Although he was actually on the sidelines at the time – as Finance Minister he had completed the difficult preliminary work in the six months prior to the summit – he was nevertheless present in Maastricht. The former trade union official was already aware that he was playing an important role in developments that would have a lasting effect on Europe. “Maastricht is very significant and exceptionally dear to me. It really heralded a new phase in the development of Europe.”
Dr Wim Kok was born in 1938 in Bergambacht in the Province of Zuid-Holland as the son of a carpenter. After secondary education, he studied business administration at Nyenrode business school. Many people can still remember him as the enthusiastic leader of the Dutch Trade Union Confederation who expressed himself passionately on TV regarding social issues and the policy of the then government.
That made him very popular among the public at large. In 1986, he stood for election to the Dutch House of Representatives on behalf of the PvdA labour party. As number two on the list of candidates (as second only to PvdA veteran Joop den Uyl), he attracted more than 570,000 preference votes. When Den Uyl quit as party chairman later that year, Wim Kok succeeded him as leader of the party and the opposition.
The name of the former Prime Minister – he was appointed Minister of State in 2003 – will always be associated with the ‘kwartje van Kok’, a reference to an increase in petrol excise, which was part of wider spending cuts.

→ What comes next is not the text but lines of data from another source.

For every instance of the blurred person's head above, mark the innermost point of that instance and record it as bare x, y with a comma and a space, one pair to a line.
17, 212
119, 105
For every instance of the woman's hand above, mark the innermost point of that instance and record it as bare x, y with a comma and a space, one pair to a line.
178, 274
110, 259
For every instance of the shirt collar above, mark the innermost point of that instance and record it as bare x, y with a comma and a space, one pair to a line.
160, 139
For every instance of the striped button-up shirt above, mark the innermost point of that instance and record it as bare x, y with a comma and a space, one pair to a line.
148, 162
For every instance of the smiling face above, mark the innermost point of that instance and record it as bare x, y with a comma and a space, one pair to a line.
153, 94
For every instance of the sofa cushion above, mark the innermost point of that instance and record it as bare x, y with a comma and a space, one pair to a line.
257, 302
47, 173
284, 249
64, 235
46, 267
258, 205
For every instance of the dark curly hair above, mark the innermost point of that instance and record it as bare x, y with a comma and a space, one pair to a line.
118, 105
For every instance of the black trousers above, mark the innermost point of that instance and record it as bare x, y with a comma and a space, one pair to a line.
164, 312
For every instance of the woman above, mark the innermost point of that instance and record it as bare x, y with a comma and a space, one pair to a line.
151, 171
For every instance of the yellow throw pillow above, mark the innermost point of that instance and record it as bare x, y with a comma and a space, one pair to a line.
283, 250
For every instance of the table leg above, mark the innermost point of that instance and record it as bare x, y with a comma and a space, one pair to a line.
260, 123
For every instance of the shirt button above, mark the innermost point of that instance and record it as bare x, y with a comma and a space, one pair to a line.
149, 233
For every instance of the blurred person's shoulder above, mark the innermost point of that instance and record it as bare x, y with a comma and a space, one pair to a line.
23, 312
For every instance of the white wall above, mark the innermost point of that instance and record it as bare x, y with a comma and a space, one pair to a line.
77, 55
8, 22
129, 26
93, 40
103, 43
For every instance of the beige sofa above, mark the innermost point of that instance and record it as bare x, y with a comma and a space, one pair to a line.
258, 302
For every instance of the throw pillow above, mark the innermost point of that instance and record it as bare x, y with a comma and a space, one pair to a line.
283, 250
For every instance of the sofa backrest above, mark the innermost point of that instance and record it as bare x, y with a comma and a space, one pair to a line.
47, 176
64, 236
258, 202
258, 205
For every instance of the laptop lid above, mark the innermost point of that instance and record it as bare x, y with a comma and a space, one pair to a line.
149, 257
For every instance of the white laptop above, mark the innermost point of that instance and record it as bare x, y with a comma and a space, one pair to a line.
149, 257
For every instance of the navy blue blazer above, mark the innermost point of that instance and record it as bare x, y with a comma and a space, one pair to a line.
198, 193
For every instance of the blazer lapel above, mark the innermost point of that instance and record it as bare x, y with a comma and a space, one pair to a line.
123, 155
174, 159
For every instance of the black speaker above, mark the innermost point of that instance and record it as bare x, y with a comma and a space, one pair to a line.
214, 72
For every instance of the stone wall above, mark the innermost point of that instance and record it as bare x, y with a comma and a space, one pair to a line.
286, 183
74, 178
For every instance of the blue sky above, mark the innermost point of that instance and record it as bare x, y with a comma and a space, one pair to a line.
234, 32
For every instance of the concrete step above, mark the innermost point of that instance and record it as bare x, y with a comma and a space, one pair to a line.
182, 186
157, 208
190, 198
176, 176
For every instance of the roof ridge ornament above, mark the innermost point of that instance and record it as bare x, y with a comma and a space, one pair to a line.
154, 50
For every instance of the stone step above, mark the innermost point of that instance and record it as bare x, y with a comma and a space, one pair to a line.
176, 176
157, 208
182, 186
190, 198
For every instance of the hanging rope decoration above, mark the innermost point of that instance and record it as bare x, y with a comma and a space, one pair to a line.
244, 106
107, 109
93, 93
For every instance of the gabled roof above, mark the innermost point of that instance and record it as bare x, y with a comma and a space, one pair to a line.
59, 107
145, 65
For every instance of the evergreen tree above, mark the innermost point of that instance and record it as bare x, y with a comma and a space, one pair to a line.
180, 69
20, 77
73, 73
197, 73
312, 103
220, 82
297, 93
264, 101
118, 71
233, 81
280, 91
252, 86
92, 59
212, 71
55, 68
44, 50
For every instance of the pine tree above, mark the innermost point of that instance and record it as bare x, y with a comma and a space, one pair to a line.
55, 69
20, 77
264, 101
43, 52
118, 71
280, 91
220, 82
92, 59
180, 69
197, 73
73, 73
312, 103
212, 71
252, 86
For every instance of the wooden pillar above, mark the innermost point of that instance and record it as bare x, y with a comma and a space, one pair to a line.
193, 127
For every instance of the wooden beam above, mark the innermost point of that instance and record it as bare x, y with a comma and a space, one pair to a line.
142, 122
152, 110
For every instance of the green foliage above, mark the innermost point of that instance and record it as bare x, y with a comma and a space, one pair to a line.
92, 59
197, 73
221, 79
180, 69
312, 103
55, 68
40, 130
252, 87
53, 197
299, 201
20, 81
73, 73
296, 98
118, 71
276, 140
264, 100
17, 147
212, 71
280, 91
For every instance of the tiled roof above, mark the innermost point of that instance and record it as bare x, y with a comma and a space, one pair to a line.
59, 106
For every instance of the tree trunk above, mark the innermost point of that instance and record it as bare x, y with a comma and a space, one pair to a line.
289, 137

Looking back on what has happened in Europe in the past few years, Kok – who enjoyed a great deal of respect internationally during his career – can get very cross with those who assert that many of the current problems can be traced back to alleged structural defects in the Maastricht Treaty. “That’s too easily said. I will be the first to admit that given what we know now, it would certainly have been better to be more circumspect about the course of events over the next twenty-five years. Policy mistakes were certainly made when the euro was introduced and in the following period, so there are, of course, weaknesses in the structure. However, it’s too simple to associate the events of the past few decades to alleged defects in the Maastricht Treaty. Such an approach is too easy and also demonstrates a smallness of mind.”